Field BC to Saskatchewan Crossing – 100km
I’ve had two wonderful days in Golden with Dan and Tara. We stayed up late talking about hiking, geeking out on backpacking gear, and just having a good time. It’s great to connect with like-minded people, especially such nice, generous ones. Tara and Dan are doing a great job of helping hikers and making the Great Divide Trail more accessible. I feel well rested, well fed, and ready to hit the trail. Here’s their sweet dog, Sitka…
I’ve decided to try writing every night during this section, since I’m doing nice short days and I have lots of time.
June 27 – Through the Car Wash
The Amiskwi and Howse Pass sections of the GDT have a reputation as being some of the most overgrown, worst hiking on the entire trail.
Despite the potential for bushwalking hell, I’m pretty excited for the change of scenery. No more snowshoeing! I can handle some bushes.
Well, it hasn’t been a terrible day by any means but the scenery has mostly consisted of bushes right in front of my face. It’s been raining lightly and all the leaves are loaded with water. I got too hot wearing my rain gear, so I gave up and just got soaked. Somehow, I actually enjoy it.
Finally, I popped out of the overgrown road and got to see all the mountains around me. It’s really quite beautiful and it already feels remote and wild.
After not even five hours of walking, I decided I’ve gone far enough and set up camp. Only moments later, the skies opened up and thunder began to boom all around me. Great timing!
June 28 – Amiskwi Pass
I got another good soaking by the wet bushes this morning but this time there were also great views.
These are the kinds of mountains I dream about – remote and hidden.
The old logging road I’m following crosses the Amiskwi River three times. I always worry a bit about river crossings and, even though it looks easy, this turned out to be a challenging river. It was above my waist and swift. But I didn’t fall in!
Amiskwi Pass felt like a whole different world from the car wash bushes below. The sun came out, so I spread my tent over some bushes to dry and took a nice little nap.
The other side of Amiskwi Pass doesn’t feel so remote and magical. I followed a modern logging road but the views were still spectacular.
I decided to camp along a disused road, once again tucked in under a tree.
June 29 – David Thompson Heritage Trail
I slept in, knowing I wasn’t planning on walking far. The weather was grey and foggy.

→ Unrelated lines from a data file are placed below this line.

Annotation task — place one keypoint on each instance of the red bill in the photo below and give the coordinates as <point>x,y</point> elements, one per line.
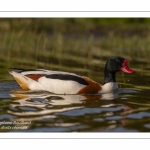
<point>126,69</point>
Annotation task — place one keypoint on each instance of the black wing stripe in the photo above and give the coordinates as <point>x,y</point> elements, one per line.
<point>67,77</point>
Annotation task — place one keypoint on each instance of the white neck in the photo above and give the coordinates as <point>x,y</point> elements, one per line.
<point>109,87</point>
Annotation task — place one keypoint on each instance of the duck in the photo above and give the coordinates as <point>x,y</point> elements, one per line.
<point>59,82</point>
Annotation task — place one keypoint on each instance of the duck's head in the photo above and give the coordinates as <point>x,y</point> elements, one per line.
<point>113,65</point>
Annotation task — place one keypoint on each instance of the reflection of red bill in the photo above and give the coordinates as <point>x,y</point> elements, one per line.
<point>125,68</point>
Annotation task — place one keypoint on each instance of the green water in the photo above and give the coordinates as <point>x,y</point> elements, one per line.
<point>124,111</point>
<point>82,47</point>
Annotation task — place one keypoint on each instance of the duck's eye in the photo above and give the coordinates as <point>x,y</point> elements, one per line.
<point>118,60</point>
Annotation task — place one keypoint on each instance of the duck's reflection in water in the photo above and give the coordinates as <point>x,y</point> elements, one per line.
<point>39,106</point>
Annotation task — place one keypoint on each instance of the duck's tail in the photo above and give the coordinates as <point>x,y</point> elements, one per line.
<point>22,80</point>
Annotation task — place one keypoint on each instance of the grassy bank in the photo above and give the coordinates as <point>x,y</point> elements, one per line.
<point>55,43</point>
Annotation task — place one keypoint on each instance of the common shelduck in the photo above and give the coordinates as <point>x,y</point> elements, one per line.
<point>69,83</point>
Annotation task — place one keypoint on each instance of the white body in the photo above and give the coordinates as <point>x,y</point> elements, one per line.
<point>56,86</point>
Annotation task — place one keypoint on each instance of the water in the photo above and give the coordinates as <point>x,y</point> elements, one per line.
<point>127,110</point>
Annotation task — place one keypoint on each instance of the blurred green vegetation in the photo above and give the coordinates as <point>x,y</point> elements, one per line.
<point>60,43</point>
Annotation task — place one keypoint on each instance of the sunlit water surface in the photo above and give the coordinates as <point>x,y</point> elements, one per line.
<point>127,110</point>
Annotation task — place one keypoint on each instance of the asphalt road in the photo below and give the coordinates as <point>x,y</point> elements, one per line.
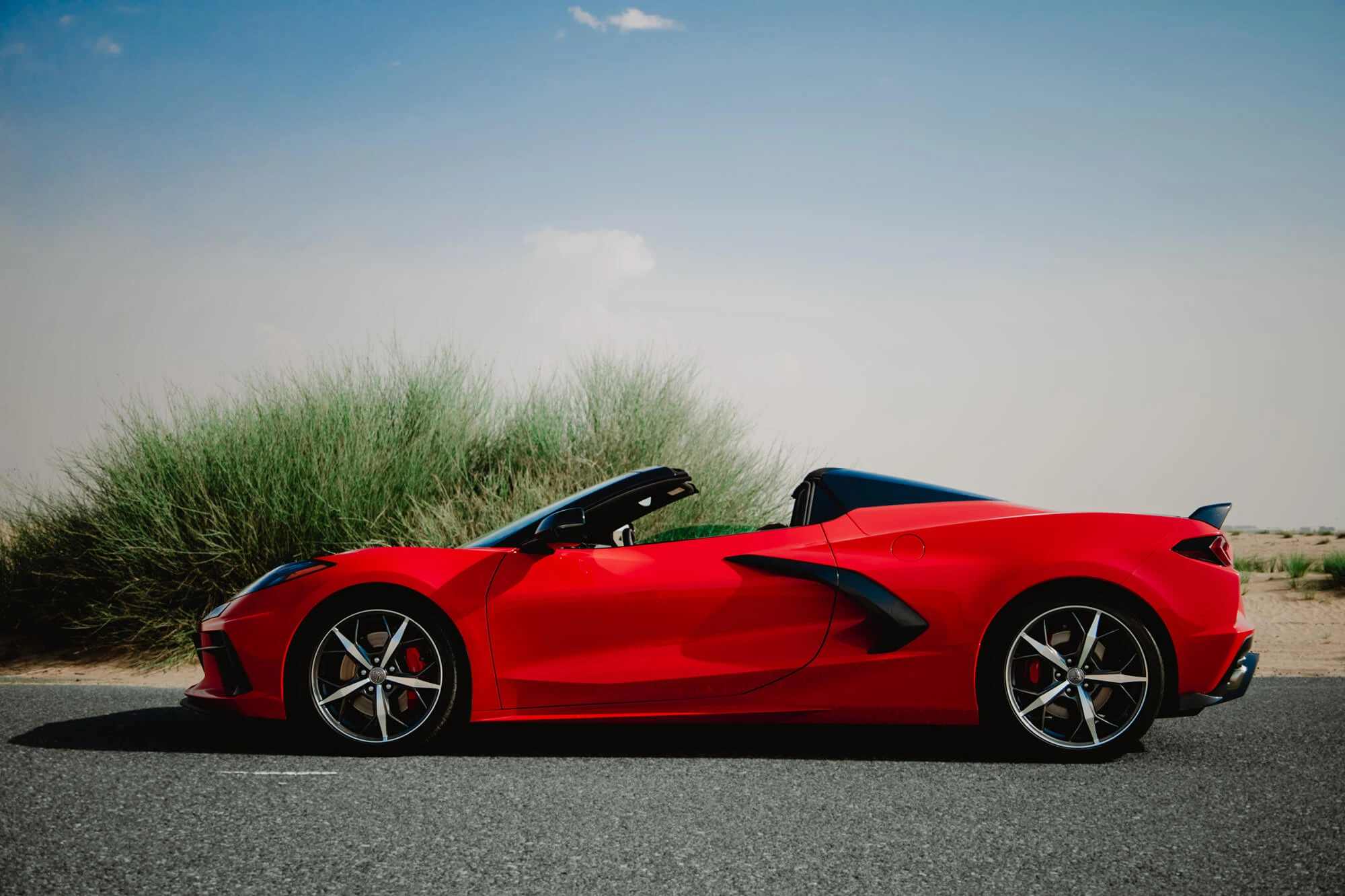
<point>119,790</point>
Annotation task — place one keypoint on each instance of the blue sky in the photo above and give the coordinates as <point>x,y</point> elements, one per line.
<point>1003,245</point>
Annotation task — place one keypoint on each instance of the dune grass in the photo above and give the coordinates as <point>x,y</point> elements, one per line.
<point>1297,565</point>
<point>1334,565</point>
<point>171,510</point>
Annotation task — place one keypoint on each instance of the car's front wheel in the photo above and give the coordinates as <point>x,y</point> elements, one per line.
<point>1074,676</point>
<point>373,676</point>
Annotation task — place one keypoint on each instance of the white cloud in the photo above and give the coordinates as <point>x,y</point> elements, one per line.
<point>587,18</point>
<point>595,257</point>
<point>636,21</point>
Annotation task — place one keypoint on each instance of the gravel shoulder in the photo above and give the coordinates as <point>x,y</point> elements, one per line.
<point>119,790</point>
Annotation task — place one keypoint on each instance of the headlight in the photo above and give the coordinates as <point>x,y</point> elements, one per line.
<point>276,576</point>
<point>286,573</point>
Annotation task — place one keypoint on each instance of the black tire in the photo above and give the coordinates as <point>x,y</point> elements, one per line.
<point>399,720</point>
<point>1094,708</point>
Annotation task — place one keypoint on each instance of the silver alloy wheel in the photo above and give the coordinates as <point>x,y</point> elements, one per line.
<point>376,676</point>
<point>1077,677</point>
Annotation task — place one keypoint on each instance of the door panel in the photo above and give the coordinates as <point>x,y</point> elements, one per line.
<point>654,622</point>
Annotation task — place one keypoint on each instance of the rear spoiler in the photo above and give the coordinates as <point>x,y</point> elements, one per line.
<point>1214,514</point>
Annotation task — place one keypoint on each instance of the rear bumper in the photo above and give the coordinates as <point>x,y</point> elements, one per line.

This part of the GDT used to be some of the worst trail, overgrown and strewn with fallen trees. Thanks to the hard work of GDT volunteers, it’s now a lovely walk.
I enjoyed the pretty views along the Blaeberry River.
Without any deep snow, hard climbs, or bushwacking, I found myself at camp before I knew it.
With so much time to spare, I went for a swim in the river (it’s still freezing cold) and made a camp fire. Just a very nice day.
June 30 – Howse Pass
I keep seeing these cute little frogs on the trail. This one finally stayed still long enough for me to get a good photo.
I really enjoyed the walk to Howse Pass. Along with Athabasca Pass, this is one of the most historically significant hikes you can do in the Rockies. It was discovered by the great explorer David Thompson (Canada’s Louis and Clark) in 1807, making it possible to transport furs from the east to the west. Fur trading was big business in the 1800s. Basically, Howse Pass was the 1800s equivalent of the TransCanada highway.
Even more than Howse Pass, I loved the walk along Howse River. The views from the open flood plain are truly grand. And absolutely no one comes out here.
I couldn’t think of a better place to watch the sunset.
July 1 – All You Can Eat
Some GDT thru-hikers, in their eagerness to get to the buffet at Saskatchewan Crossing, mistakenly take the shorter horse trail rather than the longer hiking trail. The problem is that to cross the river on the horse trail, well, you need to be a horse. Or crazy and fearless, which I’m not.
Much like Natural Bridge at the beginning of this section, I reached the road and heaps of tourists at Mistaya Canyon. Ironic bookends to one of the most remote hikes in the Canadian Rockies.
Even without taking the horse trail, I still made it to Saskatchewan Crossing in time for the buffet. And that’s a perfect conclusion to another fantastic section on the Great Divide Trail.